The Akira ransomware group has allegedly intensified its campaign, adding 12 new victims to its dark web data leak portal between July 15 and July 17, 2025. This string of attacks targets a diverse range of industries across the globe, from food production and manufacturing to legal and IT services. The group operates on a double-extortion model, exfiltrating sensitive data before encrypting the victim’s systems and threatening to publish the stolen information if a ransom is not paid.

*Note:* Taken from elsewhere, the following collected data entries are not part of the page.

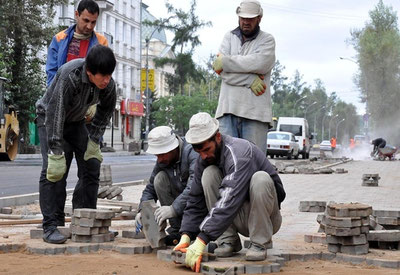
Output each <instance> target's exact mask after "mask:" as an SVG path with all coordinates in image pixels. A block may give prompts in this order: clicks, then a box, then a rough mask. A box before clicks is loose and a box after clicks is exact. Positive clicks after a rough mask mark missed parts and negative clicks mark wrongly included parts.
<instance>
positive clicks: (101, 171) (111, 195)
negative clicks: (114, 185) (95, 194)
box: [97, 165, 123, 201]
mask: <svg viewBox="0 0 400 275" xmlns="http://www.w3.org/2000/svg"><path fill="white" fill-rule="evenodd" d="M122 191H123V190H122V188H121V187H118V186H112V175H111V166H110V165H102V166H101V168H100V182H99V191H98V192H97V197H98V198H100V199H109V200H111V199H113V198H116V199H117V200H118V201H122Z"/></svg>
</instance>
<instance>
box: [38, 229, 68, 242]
mask: <svg viewBox="0 0 400 275" xmlns="http://www.w3.org/2000/svg"><path fill="white" fill-rule="evenodd" d="M43 241H45V242H46V243H53V244H62V243H65V242H66V241H67V237H65V236H64V235H63V234H61V233H60V231H58V229H57V228H56V229H50V230H48V231H46V232H45V233H43Z"/></svg>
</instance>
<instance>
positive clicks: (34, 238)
mask: <svg viewBox="0 0 400 275" xmlns="http://www.w3.org/2000/svg"><path fill="white" fill-rule="evenodd" d="M57 229H58V230H59V231H60V233H61V234H63V235H64V236H65V237H67V238H71V229H70V228H69V227H65V226H59V227H57ZM30 238H31V239H42V238H43V229H42V228H34V229H31V230H30Z"/></svg>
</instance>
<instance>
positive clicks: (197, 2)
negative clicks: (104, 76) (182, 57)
mask: <svg viewBox="0 0 400 275" xmlns="http://www.w3.org/2000/svg"><path fill="white" fill-rule="evenodd" d="M259 1H260V3H261V6H262V8H263V10H264V15H263V18H262V20H261V24H260V27H261V30H263V31H266V32H268V33H270V34H272V35H273V36H274V37H275V42H276V49H275V51H276V58H277V60H279V62H280V64H281V65H283V66H284V67H285V71H284V72H283V74H284V75H285V76H287V77H289V79H292V78H293V76H294V74H295V71H296V70H298V71H299V72H300V74H301V75H302V77H303V81H305V82H307V85H310V86H314V81H315V79H320V80H321V81H322V82H323V84H324V86H325V88H326V92H327V94H328V95H329V94H331V93H332V92H336V94H337V96H338V97H339V98H340V99H341V100H343V101H345V102H347V103H352V104H354V105H355V106H356V107H357V112H358V113H359V114H364V113H365V105H364V104H362V103H360V100H359V96H360V91H359V89H358V87H357V86H356V85H355V84H354V77H355V75H356V74H357V72H358V65H357V64H356V63H355V61H354V60H355V58H356V51H355V50H354V49H353V47H352V45H351V44H349V42H348V41H349V40H350V38H351V34H350V32H351V30H354V29H362V28H363V27H364V26H365V24H366V23H367V22H368V21H369V20H370V18H369V11H371V10H373V9H374V8H375V6H376V4H377V3H378V0H330V1H328V0H302V1H301V0H279V1H278V0H259ZM143 2H144V3H145V4H147V5H149V8H148V10H149V12H150V13H151V14H153V15H154V16H155V17H159V18H160V17H161V18H165V17H168V13H167V9H166V7H165V2H166V1H165V0H143ZM240 2H241V1H240V0H197V8H196V14H197V16H198V17H199V19H200V20H203V21H211V23H212V27H206V28H203V29H201V30H200V31H199V35H200V41H201V43H202V44H201V45H200V46H198V47H197V48H196V50H195V54H194V56H193V59H194V60H195V61H196V62H197V63H198V64H202V65H204V64H205V61H206V60H207V59H208V57H209V56H210V54H216V53H218V49H219V46H220V44H221V42H222V38H223V36H224V34H225V33H226V32H228V31H230V30H232V29H234V28H236V27H237V26H238V17H237V15H236V8H237V6H238V5H239V4H240ZM383 2H384V3H385V5H389V6H392V7H393V9H394V10H395V11H396V12H398V11H399V10H400V1H399V0H384V1H383ZM170 3H171V4H172V5H173V6H174V7H175V8H181V9H183V10H185V11H188V10H189V8H190V3H191V1H189V0H173V1H170ZM167 37H168V42H170V41H171V39H172V37H173V34H168V33H167ZM340 57H343V58H344V59H340Z"/></svg>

The list of allegedly compromised organizations spans multiple sectors and countries, highlighting the indiscriminate nature of the ransomware gang. The threat actors have provided descriptions of the companies and have begun listing the types of sensitive data they claim to have stolen, putting significant pressure on the victims. The victims include:
- 🇺🇸 The Colgin Companies: A US-based company that offers authentic liquid smoke sauces. The group claims to have stolen files related to clients, contracts, and agreements.

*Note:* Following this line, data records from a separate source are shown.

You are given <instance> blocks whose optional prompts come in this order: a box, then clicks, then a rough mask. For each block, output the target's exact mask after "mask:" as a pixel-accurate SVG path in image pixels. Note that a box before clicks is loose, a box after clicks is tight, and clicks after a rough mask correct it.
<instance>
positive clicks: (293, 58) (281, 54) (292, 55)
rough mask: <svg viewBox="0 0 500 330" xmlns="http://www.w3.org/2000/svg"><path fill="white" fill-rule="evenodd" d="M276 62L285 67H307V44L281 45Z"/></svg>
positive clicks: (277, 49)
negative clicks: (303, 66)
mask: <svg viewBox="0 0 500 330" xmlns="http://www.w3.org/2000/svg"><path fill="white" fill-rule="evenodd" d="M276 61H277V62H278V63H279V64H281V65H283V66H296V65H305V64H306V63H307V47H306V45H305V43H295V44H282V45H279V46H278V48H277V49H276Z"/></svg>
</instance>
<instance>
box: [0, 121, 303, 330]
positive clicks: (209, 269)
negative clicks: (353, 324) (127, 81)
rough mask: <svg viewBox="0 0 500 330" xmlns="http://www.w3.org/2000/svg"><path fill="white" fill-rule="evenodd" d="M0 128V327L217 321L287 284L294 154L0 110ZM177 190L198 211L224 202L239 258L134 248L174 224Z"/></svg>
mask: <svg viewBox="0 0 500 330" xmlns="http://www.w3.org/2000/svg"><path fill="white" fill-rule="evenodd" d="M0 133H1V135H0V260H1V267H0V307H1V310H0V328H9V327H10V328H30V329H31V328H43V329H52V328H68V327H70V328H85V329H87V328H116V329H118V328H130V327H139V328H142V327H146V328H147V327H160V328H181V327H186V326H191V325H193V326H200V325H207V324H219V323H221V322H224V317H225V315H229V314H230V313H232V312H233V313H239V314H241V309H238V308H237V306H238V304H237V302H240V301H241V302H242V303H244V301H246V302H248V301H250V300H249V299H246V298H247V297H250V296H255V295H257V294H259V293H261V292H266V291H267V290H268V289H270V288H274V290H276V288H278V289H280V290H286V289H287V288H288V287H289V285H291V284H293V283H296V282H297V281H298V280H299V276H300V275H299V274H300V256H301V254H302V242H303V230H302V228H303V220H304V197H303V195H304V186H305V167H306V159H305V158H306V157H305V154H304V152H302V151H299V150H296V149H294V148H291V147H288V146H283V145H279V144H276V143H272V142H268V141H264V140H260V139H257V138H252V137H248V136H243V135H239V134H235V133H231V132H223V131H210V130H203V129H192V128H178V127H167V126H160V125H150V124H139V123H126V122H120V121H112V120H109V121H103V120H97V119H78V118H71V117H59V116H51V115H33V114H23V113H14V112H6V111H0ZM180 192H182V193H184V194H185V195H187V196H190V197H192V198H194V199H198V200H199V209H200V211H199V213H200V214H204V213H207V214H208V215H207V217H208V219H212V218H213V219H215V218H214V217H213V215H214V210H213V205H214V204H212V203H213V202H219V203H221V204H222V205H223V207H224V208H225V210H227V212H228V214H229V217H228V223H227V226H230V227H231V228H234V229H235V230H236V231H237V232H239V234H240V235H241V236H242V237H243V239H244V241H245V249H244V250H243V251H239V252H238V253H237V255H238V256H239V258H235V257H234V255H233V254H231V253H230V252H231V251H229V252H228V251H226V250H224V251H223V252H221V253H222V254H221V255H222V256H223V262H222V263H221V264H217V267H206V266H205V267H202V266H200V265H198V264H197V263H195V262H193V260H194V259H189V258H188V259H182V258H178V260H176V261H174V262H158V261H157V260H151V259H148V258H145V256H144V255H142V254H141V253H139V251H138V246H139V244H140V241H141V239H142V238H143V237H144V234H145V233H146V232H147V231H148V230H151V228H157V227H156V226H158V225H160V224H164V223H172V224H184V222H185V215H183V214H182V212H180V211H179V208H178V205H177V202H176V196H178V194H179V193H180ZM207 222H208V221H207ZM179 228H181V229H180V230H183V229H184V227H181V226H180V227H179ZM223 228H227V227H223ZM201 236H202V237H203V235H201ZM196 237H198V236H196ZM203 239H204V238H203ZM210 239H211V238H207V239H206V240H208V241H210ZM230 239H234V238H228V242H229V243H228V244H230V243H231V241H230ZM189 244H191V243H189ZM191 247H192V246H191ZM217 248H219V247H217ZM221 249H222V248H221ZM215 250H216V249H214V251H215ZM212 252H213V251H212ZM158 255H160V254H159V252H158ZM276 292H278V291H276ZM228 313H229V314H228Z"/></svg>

- 🇮🇹 Mazzoleni: An Italian firm specializing in the drawing, heat treatment, and coating of steel wires. Allegedly exfiltrated data includes agreements, detailed financial data, and other confidential files.
- 🇮🇹 Studioc: An IT consulting and services firm. The group claims to possess its accounting and financial data, as well as client information.
- 🇩🇪 BAF Management Consulting: A consulting services provider. Stolen data allegedly includes client accounting and financial information, along with employee data.
- 🇺🇸 PEPRO: A US-based manufacturer of shielded enclosure systems for mission-critical communications. The group threatens to leak over 15 GB of data, including employee personal documents, customer information, financial data, contracts, and NDAs.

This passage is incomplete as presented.